When any character concept, recycled or no, hits the table, it takes shape beyond what the player planned when they designed it in a vacuum. It has stories to tell and quotes to rehash and famous moments that warped it in a unique and clever way. It has a history that grew organically in a way that can never be exactly repeated. A player expecting that they can shelve all that history in an instant and reset the character to the untouched ball of clay they started from is almost universally kidding themselves.
A recycled character has elements that are set now and firm – trajectories the player may expect or hope to see again. That makes the character immediately more stubborn about adapting to the new game and its players.
A recycled character has a history legitimized by actual play and actual challenges overcome, something all those rolling up new characters lack. No amount of clever backstory is a match for a genuinely-forged character life, which can put some characters at a disadvantage from the get-go in terms of their histories.
So when you have a player playing a recycled character concept, set your ground rules from the get-go before the campaign gets moving.
Leave the history at the door, or keep it to yourself. No referencing NPCs or PC allies from past campaigns unless the new game is a direct sequel (in which case, everyone can do it). No referencing old happenings, exploits or adventures that the current PCs don’t share. Stay motivated to make new stories instead of dwelling on the old ones. If you trip across a situation that reminds you of a past exploit, giggle to yourself and move on, or talk about it out of character after the game, not during.
Respect that this game is about these characters and these stories – you are not here as a cameo or a guest star, you’re a new face just like the rest, and you’re worth just as much until you make a name for yourself with this crowd in these circumstances. Anything earned by getting to retry a familiar concept in new surroundings is for you and you only – don’t fan it in front of others and expect them to be impressed.
Jagged up the smoothed edges. A new character should have jagged edges that their growth during the campaign with smooth over. If your recycled character already got smoothed out last time, break them up again to leave room for the new PCs and new adventures to complete them again. Specifically, try to choose new areas to ‘jagged up’ so that you won’t be tempted to try and walk the same path a second time.

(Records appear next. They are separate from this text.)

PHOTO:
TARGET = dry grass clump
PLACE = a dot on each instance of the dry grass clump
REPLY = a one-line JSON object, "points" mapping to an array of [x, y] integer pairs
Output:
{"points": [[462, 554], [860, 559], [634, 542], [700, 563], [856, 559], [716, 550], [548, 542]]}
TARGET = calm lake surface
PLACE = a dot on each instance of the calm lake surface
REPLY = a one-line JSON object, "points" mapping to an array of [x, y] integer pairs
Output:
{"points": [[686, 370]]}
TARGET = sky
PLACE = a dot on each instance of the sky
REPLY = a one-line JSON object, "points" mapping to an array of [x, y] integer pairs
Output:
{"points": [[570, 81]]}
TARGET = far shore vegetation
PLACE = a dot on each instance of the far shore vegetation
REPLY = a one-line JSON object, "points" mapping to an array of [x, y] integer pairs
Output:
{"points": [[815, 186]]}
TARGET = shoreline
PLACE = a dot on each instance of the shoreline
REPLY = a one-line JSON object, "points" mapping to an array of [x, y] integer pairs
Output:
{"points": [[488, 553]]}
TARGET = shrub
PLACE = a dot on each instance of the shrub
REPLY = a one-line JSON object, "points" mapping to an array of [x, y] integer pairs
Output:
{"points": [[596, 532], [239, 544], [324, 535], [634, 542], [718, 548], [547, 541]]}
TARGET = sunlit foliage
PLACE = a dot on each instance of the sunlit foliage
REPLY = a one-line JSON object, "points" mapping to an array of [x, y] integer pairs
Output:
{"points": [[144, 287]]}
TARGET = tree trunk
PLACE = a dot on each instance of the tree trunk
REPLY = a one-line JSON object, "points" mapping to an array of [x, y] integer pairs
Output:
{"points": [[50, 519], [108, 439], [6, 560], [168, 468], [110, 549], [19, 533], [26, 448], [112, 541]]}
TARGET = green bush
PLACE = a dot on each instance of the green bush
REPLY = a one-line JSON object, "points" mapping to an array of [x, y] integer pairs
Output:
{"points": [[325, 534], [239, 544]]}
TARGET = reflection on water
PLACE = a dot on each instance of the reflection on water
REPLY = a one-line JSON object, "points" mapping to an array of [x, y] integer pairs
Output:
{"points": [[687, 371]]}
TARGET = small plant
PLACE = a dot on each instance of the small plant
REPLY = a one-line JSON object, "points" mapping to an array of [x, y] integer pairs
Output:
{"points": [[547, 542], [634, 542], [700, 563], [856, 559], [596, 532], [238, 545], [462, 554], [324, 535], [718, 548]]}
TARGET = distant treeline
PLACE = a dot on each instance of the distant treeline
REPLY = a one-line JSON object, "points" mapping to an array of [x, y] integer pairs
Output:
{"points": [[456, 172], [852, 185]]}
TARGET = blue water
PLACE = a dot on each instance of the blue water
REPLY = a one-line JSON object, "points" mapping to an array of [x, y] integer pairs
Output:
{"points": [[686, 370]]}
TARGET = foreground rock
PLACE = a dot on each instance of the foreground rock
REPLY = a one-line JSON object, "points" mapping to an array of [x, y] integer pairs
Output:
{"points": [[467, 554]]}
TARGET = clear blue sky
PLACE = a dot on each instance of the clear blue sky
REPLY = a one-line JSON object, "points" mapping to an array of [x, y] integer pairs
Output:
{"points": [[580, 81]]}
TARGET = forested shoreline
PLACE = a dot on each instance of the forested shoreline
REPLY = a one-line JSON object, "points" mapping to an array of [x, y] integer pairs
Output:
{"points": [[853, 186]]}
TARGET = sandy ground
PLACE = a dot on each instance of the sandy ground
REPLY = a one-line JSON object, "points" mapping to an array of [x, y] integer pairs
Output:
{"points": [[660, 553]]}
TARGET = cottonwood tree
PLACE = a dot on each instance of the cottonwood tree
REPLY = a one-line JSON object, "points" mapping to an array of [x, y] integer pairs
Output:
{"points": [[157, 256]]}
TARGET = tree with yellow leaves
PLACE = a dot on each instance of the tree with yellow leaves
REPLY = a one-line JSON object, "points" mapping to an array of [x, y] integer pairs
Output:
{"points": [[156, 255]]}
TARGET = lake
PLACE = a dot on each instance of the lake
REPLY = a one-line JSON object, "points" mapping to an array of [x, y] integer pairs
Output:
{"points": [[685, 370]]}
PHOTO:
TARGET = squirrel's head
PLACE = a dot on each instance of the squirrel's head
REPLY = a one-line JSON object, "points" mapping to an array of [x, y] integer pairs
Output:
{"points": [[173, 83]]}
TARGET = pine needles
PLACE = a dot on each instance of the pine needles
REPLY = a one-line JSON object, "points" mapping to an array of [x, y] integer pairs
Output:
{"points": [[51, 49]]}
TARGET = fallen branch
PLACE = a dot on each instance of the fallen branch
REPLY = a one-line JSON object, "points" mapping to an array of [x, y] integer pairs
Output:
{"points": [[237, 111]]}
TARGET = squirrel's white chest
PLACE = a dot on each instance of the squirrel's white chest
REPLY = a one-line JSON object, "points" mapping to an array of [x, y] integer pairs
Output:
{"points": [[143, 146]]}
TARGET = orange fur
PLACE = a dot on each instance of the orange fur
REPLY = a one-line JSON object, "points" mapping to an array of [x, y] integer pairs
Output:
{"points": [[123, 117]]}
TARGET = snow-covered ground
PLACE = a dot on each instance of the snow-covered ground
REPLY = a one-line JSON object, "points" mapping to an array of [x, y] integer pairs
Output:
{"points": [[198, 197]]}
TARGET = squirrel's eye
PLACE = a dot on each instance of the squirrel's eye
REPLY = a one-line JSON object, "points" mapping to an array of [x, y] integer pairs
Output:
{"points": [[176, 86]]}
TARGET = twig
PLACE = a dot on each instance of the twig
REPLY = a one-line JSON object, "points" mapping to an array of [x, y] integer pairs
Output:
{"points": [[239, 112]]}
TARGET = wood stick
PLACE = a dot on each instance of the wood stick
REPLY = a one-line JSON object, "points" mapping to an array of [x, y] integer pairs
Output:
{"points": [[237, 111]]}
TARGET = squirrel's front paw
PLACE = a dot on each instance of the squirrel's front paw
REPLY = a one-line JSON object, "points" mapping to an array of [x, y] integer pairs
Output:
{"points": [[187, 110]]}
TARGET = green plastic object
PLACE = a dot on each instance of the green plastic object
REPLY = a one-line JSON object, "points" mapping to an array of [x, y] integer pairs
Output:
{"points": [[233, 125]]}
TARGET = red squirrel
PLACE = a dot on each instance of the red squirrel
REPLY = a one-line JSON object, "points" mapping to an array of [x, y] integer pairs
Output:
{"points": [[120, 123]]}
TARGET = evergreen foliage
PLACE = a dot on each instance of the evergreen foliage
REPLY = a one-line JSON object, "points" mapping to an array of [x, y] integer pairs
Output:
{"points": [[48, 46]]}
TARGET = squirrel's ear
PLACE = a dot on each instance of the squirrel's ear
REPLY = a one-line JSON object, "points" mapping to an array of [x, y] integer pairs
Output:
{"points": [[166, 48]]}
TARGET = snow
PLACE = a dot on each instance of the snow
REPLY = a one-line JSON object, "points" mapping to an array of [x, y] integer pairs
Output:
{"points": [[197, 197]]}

If the last game you played a smuggler who grew a heart of gold, don’t just make them an uncaring thief again. Instead, take the gold-hearted smuggler and give them a cause, or turn them into the seasoned curmudgeon who wants to give up their life of crime but somehow keeps getting pulled back in for ‘one last job.’
For GMs who are still worried about letting a player play a recycled character, you can learn a lot about what to expect by how the player talks about the old concept.
If their obsession is the numbers – making an old D&D bladesinger with Dungeon World’s mechanics – then you may not have anything to worry about. But, if all they’re talking about are the old stories – especially if they seem more interested in babbling about the concept with the GM than with the other players beforehand – be sure to emphasize your ground rules and be ready to hold firm on them if the player starts to stray.
In the end, recycled characters are a lot like web browsers: the secret to happiness lies in being sure you cleared your history.